Die Therapie werde in der CAJK im Rahmen des Aufenthalts der Patienten gemeinsam mit dem Personal entwickelt und den Ansprüchen der Patienten angepasst, berichtet Dr. Olesch. Die Therapie betrachtet nicht nur die Patienten, sondern auch deren soziales Umfeld und zieht die Eltern in die Therapie mit ein. Wichtig sei es, eine Einrichtung zu haben, wo das Kind erstmal akzeptiert werde, aufgenommen werde und man sich in Ruhe anschaue, wie ihm geholfen werden könne. „Schön, dass die CAJK nicht die Atmosphäre eines Krankenhauses, sondern eher wie eine Wohngemeinschaft wirke, in der Patienten von einem Pflege und Erziehungsdienst be- und geleitet werden.“
Wie möchte Dr. Christine Olesch nach ihrer Rückkehr in Australien vorgehen? „Ich versuche, im bestehenden Betrieb kleine Entwicklungen vorzunehmen. Wenn ich zurückkomme, würde ich zunächst einen Vortrag halten und allen im Haus meine Erfahrungen aus Deutschland vorstellen.
Es gehe ihr auch darum, viele Maßnahmen zu hinterfragen und Versuche zu machen, zum Beispiel Patienten auch als Gruppe zu therapieren, Handyzeiten einzuschränken und Eltern einzubinden.

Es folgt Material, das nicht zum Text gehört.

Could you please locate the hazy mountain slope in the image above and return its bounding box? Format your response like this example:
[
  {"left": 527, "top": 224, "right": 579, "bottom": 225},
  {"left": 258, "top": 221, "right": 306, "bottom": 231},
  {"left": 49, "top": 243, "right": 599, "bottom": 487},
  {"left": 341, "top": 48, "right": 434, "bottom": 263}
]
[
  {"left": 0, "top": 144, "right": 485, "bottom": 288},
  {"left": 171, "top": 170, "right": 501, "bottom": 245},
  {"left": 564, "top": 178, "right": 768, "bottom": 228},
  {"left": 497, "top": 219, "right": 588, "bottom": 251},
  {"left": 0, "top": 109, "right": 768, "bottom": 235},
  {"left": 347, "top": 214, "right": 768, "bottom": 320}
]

„Ich muss in Australien zeigen, dass es rentabel ist. Ich möchte Studien machen mit einigen Patienten, die wie gewohnt zwei bis drei Wochen aufgenommen werden und anderen, die zwei bis drei Monate aufgenommen werden. Ich möchte ein Konzept erstellen und etwas aufbauen, Interesse in der Gesellschaft schaffen und Gelder finden. Es geht mir darum die Idee einzubringen und Samen auszusäen.“
Deutscher Chefarzt kann australischen Ansatz nicht ganz nachvollziehen
Für die Hospitation in der CAJK bedankt sie sich bei allen Beteiligten: „Ich bin hier sehr herzlich aufgenommen worden, man hat mich schnuppern lassen. Ich durfte überall reinhören.“
Chefarzt Jürgen Gründkemeyer bestätigt die positiven Erfahrungen: „Wir wollen in Kontakt bleiben und die Arbeit von Dr. Christine Olesch begleiten. Gemeinsam Wachsen – ist unser Motto.“
Das australische Vorgehen, Kinder und Jugendliche in nur zwei Wochen zu therapieren, kann er nicht ganz nachvollziehen: „Die Menschen brauchen Zeit, um zu wachsen in der Psychiatrie.“ Die CAJK ist für rund 60 000 potentielle Patienten im Oldenburger Münsterland zuständig.